Stephen Jones
- Born: Stephen Paul Jones 19 October 1951
- Died: 9 September 2007 (aged 55) Pontypool
- Height: 1.75 m (5 ft 9 in)
- Weight: 88 kg (13 st 12 lb)

Rugby union career
- Position: Hooker

Amateur team(s)
- Years: Team / Apps / (Points)
- ?: Pontypool RFC / 400
- 1976–1978: Newport RFC / 55
- 1978–?: Pontypool RFC

International career
- Years: Team / Apps / (Points)
- 1980: Wales XV / 1

Coaching career
- Years: Team
- 1996–1998: Newport RFC
- 1999–2005: Pontypool RFC
- ?: Cwmbran RFC
- 2005: Newbridge RFC

= Steve Jones (rugby union, born 1951) =

Wales international rugby union player

Steve "Junna" Jones (19 October 1951 – 9 September 2007) was a Welsh rugby union hooker, who played club rugby for Pontypool RFC and Newport RFC in the 1970s and 80s. He often played in a front row partnership with Staff Jones and Graham Price at Pontypool RFC and was part of the 1983 Pontypool side to win the Schweppes Cup. Although he toured with a Welsh XV to Canada in 1980, the game did not grant the Welsh players any caps.

Jones learnt his rugby under the tutelage of Laurie Daniel who was a former Welsh international who played for Pontypool and Newport. He later turned to coaching and in the 1996/97 season became the first full-time coach of Newport.

In 1999, Jones became head coach at Pontypool and revitalised the club, signing experienced players such as Byron Hayward, Mark Jones and Kuli Faletau. Steve coached Pontypool to second place in the Welsh Division 1 in season 2001/2. In 2002/3 he coached Pontypool to the league championship, losing only 4 games in the process.
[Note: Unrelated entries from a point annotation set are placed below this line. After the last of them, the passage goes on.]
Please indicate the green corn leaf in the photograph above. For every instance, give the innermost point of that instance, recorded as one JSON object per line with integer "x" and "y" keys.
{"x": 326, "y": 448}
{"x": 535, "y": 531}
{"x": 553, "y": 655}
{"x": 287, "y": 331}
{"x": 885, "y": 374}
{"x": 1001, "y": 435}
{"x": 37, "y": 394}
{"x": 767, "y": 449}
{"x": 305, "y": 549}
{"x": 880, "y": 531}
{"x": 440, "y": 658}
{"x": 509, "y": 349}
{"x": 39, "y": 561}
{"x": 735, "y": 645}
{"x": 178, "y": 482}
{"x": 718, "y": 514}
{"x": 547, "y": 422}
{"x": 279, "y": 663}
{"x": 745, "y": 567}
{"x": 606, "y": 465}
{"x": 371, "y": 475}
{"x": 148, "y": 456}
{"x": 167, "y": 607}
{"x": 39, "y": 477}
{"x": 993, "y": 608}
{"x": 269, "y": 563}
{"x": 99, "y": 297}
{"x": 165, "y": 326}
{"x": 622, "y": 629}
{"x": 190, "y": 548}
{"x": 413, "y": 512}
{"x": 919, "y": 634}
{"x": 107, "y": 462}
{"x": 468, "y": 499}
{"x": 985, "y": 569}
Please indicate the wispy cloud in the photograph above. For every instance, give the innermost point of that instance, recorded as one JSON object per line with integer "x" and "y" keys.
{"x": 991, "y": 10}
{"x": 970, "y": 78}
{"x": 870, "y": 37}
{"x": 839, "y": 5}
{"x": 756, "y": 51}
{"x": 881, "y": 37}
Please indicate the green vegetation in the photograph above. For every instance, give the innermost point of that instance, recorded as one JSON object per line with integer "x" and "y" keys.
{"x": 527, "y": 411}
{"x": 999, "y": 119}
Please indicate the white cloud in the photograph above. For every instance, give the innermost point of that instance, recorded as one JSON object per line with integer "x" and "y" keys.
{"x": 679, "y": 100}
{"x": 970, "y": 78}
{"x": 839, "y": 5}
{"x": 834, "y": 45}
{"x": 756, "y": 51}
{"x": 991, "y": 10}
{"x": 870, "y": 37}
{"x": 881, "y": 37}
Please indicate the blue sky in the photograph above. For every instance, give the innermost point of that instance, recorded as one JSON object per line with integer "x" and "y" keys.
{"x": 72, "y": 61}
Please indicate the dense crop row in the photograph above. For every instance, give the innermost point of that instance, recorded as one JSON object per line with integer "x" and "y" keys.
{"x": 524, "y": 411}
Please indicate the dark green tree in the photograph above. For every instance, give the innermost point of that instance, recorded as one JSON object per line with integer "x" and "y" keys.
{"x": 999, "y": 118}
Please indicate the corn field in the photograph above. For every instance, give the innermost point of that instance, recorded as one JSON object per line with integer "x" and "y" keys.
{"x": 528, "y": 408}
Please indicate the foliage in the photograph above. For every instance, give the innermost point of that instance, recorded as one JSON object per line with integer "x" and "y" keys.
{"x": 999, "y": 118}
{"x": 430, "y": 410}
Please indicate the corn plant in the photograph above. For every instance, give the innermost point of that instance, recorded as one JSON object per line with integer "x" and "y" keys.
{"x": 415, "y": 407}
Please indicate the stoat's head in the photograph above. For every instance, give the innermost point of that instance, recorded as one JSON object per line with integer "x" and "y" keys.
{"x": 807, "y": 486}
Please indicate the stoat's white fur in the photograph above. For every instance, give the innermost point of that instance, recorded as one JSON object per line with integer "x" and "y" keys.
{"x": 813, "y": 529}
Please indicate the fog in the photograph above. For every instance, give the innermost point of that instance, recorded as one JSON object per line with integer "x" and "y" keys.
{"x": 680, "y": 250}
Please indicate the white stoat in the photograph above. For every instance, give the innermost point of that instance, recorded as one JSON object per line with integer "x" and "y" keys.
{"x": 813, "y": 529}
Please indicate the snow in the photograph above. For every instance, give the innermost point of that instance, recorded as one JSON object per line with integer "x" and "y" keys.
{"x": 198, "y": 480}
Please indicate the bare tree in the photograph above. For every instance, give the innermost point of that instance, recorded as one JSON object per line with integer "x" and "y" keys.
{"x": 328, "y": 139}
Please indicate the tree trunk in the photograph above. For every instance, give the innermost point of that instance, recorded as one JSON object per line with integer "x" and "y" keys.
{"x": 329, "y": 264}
In September 2005, he left Pontypool RFC to take up the coaching role at Newbridge.

Jones died suddenly on 9 September 2007 aged 55.

A memorial match between Newbridge legends and Pontypool legends was played on Thursday 27 December 2007. The game attracted a crowd of around 3,000 with famous former players such as Eddie Butler, David Bishop and Byron Hayward all taking part. Newbridge won the match 26–17.